¿Existe un límite para la avaricia corporativa?

Las cúpulas directivas de las principales corporaciones parecen nunca estar satisfechas y siempre quieren un poco más (...)
La sed insaciable de poder es uno de los peores males que existe en el mercado tecnológico actual. Las cúpulas directivas de las principales corporaciones parecen nunca estar satisfechas y siempre quieren un poco más, llegando la mayoría de las veces a límites que van mucho más allá de lo que cualquier persona podría entender como competencia leal.
Vivimos inmersos en un mercado tecnológico cada vez más despiadado y que muchas veces nos da la impresión de que terminará dañándose a sí mismo por el hambre, la avaricia, la ineptitud e incluso la genialidad de sus principales exponentes. ¿Existe un límite? ¿Se puede hablar sobre códigos de conducta? ¿Qué papel juegan los usuarios en este contexto?
Esta semana mi opinión fue inspirada por una noticia protagonizada por Microsoft y Samsung. Ambas compañías son socias desde hace mucho tiempo, pero los creadores de Windows decidieron “castigar” a los surcoreanos por una supuesta violación de patentes cometida por Android.

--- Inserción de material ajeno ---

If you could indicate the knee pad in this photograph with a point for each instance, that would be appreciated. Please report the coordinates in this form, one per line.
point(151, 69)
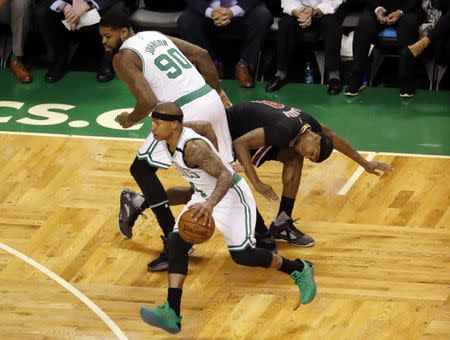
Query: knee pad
point(252, 257)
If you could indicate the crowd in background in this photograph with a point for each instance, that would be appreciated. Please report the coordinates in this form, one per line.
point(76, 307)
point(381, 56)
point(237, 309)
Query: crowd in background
point(418, 24)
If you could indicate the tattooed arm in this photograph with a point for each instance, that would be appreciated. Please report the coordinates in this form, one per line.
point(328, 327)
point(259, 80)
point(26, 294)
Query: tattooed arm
point(203, 128)
point(128, 67)
point(198, 154)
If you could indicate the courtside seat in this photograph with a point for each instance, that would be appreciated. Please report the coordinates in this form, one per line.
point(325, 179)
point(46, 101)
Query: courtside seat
point(166, 22)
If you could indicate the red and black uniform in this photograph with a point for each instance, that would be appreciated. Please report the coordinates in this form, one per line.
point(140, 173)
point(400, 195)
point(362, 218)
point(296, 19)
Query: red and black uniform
point(282, 126)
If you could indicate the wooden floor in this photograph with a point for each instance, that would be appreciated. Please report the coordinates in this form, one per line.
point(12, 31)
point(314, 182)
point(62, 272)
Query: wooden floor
point(382, 252)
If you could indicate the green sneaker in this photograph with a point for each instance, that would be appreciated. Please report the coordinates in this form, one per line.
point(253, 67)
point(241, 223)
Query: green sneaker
point(305, 282)
point(163, 317)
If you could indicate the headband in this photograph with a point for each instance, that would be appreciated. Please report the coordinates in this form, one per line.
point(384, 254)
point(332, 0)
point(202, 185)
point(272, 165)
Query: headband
point(166, 117)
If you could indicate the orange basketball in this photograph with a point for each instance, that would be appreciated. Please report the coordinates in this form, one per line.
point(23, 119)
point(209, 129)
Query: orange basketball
point(192, 231)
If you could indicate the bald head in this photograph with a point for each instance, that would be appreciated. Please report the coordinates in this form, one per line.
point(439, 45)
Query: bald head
point(168, 108)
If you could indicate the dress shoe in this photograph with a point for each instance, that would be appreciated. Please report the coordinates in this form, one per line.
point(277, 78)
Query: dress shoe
point(20, 71)
point(407, 92)
point(56, 72)
point(275, 84)
point(243, 76)
point(354, 88)
point(334, 86)
point(105, 73)
point(406, 53)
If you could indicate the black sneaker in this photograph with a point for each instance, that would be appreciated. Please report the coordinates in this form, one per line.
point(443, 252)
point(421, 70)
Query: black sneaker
point(354, 88)
point(266, 241)
point(283, 228)
point(128, 213)
point(161, 263)
point(407, 93)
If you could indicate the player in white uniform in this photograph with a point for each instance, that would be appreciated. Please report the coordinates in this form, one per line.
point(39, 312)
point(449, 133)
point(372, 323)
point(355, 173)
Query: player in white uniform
point(225, 196)
point(158, 68)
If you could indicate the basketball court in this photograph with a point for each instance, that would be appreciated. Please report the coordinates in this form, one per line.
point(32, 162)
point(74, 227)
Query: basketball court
point(382, 253)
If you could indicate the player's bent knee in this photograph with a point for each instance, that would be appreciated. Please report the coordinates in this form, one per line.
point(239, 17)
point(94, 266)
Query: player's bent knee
point(141, 167)
point(178, 254)
point(252, 257)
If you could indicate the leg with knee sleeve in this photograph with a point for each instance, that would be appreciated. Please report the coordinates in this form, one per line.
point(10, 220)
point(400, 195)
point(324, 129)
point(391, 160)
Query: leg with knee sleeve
point(154, 193)
point(252, 257)
point(178, 254)
point(301, 271)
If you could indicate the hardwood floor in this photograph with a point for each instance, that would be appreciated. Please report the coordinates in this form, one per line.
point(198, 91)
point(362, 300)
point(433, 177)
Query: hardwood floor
point(382, 252)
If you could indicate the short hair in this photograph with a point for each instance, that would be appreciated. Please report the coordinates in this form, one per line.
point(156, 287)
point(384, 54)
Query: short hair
point(326, 147)
point(116, 18)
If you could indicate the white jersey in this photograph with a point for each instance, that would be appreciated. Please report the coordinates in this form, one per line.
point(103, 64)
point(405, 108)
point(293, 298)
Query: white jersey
point(168, 72)
point(235, 214)
point(202, 182)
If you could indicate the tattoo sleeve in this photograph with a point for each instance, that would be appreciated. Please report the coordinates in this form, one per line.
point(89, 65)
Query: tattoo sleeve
point(198, 154)
point(128, 67)
point(203, 128)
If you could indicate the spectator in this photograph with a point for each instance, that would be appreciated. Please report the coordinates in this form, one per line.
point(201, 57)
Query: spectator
point(204, 20)
point(165, 6)
point(17, 13)
point(405, 16)
point(57, 36)
point(439, 33)
point(301, 15)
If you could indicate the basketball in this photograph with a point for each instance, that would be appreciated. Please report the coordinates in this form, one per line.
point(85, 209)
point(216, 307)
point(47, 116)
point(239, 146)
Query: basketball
point(192, 231)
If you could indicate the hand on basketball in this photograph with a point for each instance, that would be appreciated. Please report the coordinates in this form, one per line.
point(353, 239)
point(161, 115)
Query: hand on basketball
point(202, 209)
point(393, 17)
point(382, 19)
point(123, 120)
point(266, 190)
point(225, 100)
point(377, 168)
point(238, 167)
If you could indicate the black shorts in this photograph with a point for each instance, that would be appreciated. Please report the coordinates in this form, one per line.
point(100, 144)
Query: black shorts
point(266, 153)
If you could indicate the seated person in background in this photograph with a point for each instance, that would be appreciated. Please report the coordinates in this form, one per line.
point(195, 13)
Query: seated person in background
point(204, 20)
point(439, 33)
point(49, 18)
point(17, 13)
point(301, 15)
point(164, 5)
point(404, 16)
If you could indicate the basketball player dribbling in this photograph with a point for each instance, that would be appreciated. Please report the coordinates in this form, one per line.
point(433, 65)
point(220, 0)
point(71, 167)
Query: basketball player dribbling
point(221, 194)
point(158, 69)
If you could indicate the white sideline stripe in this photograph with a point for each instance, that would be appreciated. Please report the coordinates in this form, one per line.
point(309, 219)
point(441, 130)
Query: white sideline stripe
point(142, 139)
point(106, 319)
point(69, 136)
point(355, 176)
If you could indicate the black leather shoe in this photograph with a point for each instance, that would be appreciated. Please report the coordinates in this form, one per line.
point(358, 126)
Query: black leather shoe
point(56, 72)
point(406, 53)
point(105, 73)
point(334, 86)
point(275, 84)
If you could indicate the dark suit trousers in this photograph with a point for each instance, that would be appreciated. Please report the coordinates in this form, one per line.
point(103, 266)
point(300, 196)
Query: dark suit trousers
point(367, 30)
point(253, 27)
point(289, 33)
point(440, 36)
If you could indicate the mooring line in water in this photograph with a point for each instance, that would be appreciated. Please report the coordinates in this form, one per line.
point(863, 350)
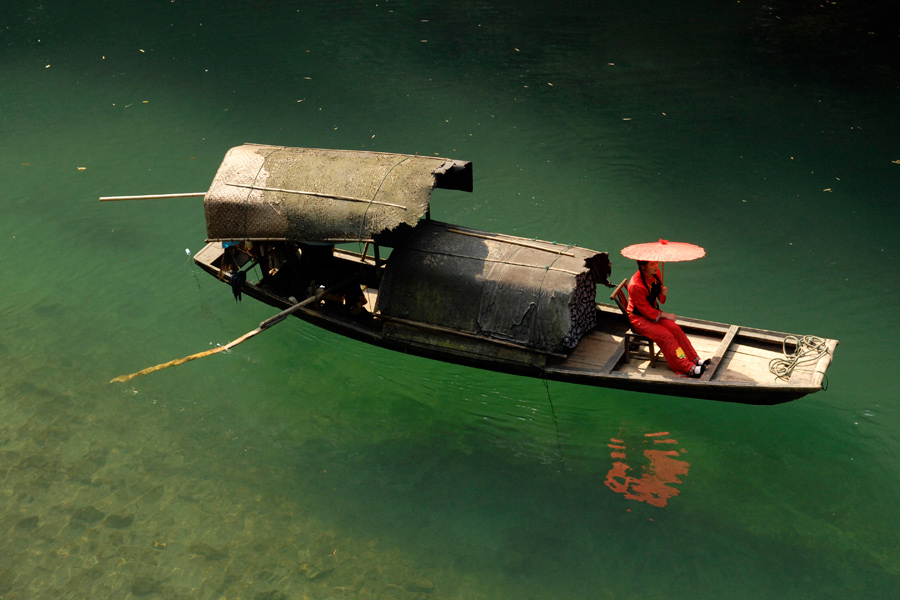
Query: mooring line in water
point(262, 327)
point(562, 459)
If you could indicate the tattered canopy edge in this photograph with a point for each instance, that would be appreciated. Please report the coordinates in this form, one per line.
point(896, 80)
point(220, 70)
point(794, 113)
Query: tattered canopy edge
point(304, 194)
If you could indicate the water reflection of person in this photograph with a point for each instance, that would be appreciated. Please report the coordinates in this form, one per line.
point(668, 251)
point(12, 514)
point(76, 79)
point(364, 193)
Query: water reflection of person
point(645, 292)
point(654, 485)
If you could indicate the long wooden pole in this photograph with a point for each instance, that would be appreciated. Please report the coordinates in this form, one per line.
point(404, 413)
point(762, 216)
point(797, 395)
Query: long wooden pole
point(262, 327)
point(152, 197)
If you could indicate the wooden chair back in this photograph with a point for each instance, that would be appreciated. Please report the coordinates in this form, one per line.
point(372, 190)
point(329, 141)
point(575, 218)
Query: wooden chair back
point(620, 297)
point(634, 342)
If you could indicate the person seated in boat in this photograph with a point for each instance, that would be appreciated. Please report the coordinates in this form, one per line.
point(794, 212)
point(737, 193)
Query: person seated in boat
point(645, 292)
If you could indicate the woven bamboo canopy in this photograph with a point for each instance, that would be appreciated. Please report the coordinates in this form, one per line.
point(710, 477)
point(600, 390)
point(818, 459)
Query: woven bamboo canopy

Para evitar inconvenientes mayores la empresa asiática se verá obligada a pagar 15 dólares a Microsoft por cada smartphone Android que venda en Estados Unidos. Es una situación que prácticamente no tiene sentido, pero que demuestra que las compañías están dispuestas a todo por tener un poco más de rédito.
La estrategia de los de Redmond es tan genial como inescrupulosa. En lugar de apuntarle legalmente a Google, la empresa creadora del sistema operativo que supuestamente viola patentes de Windows Phone 7, decide pegarle a Samsung, una de las principales distribuidoras a nivel mundial de dicho SO.

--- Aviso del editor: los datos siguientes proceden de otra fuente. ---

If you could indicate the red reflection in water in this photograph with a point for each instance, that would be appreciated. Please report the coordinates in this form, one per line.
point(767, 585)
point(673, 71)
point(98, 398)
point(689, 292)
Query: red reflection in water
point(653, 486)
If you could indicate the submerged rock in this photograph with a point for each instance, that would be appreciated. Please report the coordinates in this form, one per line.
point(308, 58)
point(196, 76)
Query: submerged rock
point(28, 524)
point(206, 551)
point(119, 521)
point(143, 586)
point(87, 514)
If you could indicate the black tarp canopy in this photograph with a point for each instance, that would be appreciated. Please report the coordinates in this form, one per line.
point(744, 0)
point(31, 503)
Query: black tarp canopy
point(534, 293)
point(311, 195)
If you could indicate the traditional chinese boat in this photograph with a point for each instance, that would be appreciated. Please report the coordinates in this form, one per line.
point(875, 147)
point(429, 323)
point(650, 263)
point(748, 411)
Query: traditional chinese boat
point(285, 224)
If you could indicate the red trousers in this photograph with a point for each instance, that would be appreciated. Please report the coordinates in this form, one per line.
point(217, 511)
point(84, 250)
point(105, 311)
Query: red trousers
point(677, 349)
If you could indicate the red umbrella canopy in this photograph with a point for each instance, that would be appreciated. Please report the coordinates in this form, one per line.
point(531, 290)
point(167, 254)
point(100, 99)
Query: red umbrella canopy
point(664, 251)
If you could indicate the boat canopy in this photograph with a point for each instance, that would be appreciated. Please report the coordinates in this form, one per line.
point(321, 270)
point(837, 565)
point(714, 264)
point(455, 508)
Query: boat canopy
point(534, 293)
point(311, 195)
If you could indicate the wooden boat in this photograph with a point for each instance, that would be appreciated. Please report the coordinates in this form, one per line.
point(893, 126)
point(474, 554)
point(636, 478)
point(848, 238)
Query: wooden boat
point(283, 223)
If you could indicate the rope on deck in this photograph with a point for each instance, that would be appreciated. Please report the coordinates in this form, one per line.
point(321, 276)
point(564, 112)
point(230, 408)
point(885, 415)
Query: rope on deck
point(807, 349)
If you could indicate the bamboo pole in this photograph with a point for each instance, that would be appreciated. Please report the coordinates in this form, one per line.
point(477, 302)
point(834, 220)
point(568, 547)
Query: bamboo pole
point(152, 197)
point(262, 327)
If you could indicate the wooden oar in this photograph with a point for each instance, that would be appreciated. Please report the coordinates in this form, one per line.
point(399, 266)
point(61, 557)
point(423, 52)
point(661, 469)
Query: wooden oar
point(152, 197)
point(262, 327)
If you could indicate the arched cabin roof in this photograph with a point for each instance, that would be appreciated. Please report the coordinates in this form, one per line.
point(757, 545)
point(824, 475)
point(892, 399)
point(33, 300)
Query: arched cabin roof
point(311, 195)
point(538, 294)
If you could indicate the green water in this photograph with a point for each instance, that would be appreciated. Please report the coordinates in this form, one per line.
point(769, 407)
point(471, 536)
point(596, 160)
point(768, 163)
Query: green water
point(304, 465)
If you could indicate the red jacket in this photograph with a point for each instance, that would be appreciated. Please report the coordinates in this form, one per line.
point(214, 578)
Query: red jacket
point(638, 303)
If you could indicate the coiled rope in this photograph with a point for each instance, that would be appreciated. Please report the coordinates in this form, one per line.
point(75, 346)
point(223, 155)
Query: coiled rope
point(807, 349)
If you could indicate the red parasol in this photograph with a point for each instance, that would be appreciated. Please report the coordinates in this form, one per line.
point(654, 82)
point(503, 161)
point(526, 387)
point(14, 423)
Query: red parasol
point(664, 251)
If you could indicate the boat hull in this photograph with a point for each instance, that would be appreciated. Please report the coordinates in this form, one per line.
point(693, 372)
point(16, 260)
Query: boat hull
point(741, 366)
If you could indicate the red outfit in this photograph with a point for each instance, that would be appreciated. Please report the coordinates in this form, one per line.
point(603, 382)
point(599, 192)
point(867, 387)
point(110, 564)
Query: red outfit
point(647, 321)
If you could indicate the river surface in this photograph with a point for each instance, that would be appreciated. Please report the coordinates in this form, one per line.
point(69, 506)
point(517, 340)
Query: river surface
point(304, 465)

Entonces, el razonamiento de Microsoft es simple: la culpa no es de Google, sino de la empresa que colabora en la propagación de Android. Es un disparate, pero evidentemente le da muy buenos resultados a Steve Ballmer y compañía porque tiempo atrás hicieron exactamente lo mismo con HTC.

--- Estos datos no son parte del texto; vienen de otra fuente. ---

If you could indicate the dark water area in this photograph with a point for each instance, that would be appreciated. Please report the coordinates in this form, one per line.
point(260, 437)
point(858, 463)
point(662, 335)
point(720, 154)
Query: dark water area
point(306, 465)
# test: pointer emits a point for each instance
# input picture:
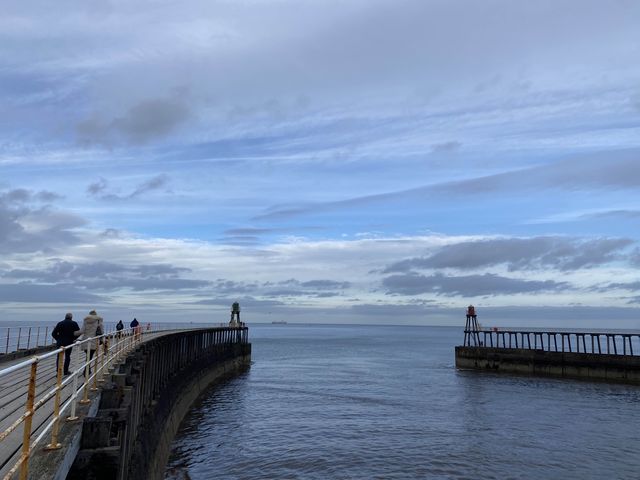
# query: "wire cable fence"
(36, 395)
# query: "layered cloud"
(29, 224)
(466, 286)
(559, 253)
(338, 159)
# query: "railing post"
(26, 435)
(54, 445)
(85, 393)
(72, 416)
(95, 365)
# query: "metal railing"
(15, 338)
(52, 396)
(605, 343)
(21, 338)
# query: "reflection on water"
(386, 402)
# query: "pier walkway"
(36, 398)
(610, 356)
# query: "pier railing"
(607, 343)
(27, 337)
(36, 397)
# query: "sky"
(325, 161)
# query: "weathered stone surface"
(617, 368)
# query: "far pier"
(604, 356)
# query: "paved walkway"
(13, 397)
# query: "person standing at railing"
(65, 333)
(92, 326)
(119, 327)
(135, 325)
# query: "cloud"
(100, 189)
(601, 171)
(520, 254)
(29, 228)
(146, 121)
(445, 147)
(63, 293)
(106, 276)
(622, 214)
(466, 286)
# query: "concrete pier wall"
(146, 399)
(614, 368)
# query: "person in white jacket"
(92, 326)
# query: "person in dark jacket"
(64, 334)
(135, 325)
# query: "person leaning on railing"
(65, 333)
(92, 326)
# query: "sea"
(386, 402)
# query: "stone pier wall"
(614, 368)
(142, 406)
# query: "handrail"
(617, 343)
(50, 396)
(26, 337)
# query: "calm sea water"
(378, 402)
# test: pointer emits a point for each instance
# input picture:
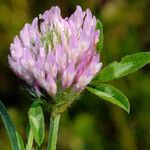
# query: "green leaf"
(101, 36)
(111, 94)
(127, 65)
(20, 141)
(11, 131)
(36, 120)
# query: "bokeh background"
(91, 124)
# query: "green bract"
(111, 94)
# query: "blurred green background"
(91, 124)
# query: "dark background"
(91, 124)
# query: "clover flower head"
(56, 53)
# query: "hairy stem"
(30, 140)
(53, 131)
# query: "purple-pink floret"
(55, 52)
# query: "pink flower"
(53, 49)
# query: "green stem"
(53, 131)
(30, 140)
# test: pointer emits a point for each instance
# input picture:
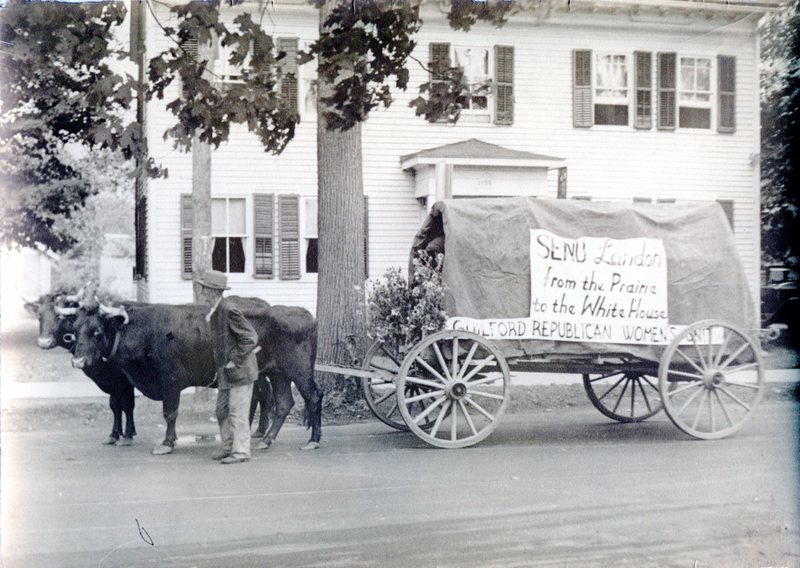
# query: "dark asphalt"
(562, 488)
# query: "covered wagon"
(649, 302)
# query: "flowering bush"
(402, 313)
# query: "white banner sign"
(598, 289)
(530, 328)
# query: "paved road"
(564, 488)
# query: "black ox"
(162, 349)
(57, 317)
(57, 314)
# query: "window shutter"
(136, 51)
(667, 96)
(140, 227)
(727, 207)
(439, 60)
(289, 230)
(504, 84)
(644, 90)
(366, 236)
(582, 88)
(726, 72)
(187, 222)
(263, 227)
(289, 80)
(189, 47)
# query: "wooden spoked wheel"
(465, 382)
(711, 378)
(624, 396)
(384, 359)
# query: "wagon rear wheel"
(711, 378)
(624, 396)
(384, 359)
(465, 382)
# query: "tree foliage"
(364, 45)
(56, 90)
(207, 107)
(780, 111)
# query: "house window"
(224, 70)
(229, 229)
(474, 62)
(694, 92)
(310, 236)
(488, 78)
(602, 90)
(611, 89)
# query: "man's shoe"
(235, 458)
(220, 454)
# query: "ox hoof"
(162, 450)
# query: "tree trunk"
(201, 196)
(340, 283)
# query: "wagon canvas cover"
(487, 260)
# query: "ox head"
(56, 320)
(96, 334)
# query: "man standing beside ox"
(235, 346)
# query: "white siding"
(608, 163)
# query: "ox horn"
(75, 297)
(114, 312)
(65, 311)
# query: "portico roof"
(474, 152)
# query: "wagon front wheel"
(465, 382)
(711, 378)
(624, 396)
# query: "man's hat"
(213, 279)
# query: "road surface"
(561, 488)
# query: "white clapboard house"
(624, 100)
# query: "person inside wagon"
(235, 345)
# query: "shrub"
(400, 312)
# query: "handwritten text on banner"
(599, 289)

En el caso de Microsoft se trata de una estrategia de presión. Tanto Samsung como HTC tienen móviles con Android y Windows Phone 7, de modo que tienen que “expiar las culpas” por no ser fieles a una plataforma específica.
Y la culpa no es solamente de los creadores de Windows, sino de las demás corporaciones que llegan a un punto de dependencia tal que deben obedecer todo los que les mandan. Y en casos como este no podemos decir que Microsoft es la única firma que lo hace, porque son muchísimas las que aplican medidas similares.
Entonces, ¿hasta qué punto llega la avaricia corporativa? No hay una respuesta inmediata para ello, pero podemos decir tranquilamente que todavía no existe límite alguno. Y lo peor de todo es que el efecto rebote por los conflictos empresariales siempre será una carga que (tarde o temprano) terminará afectando a los usuarios.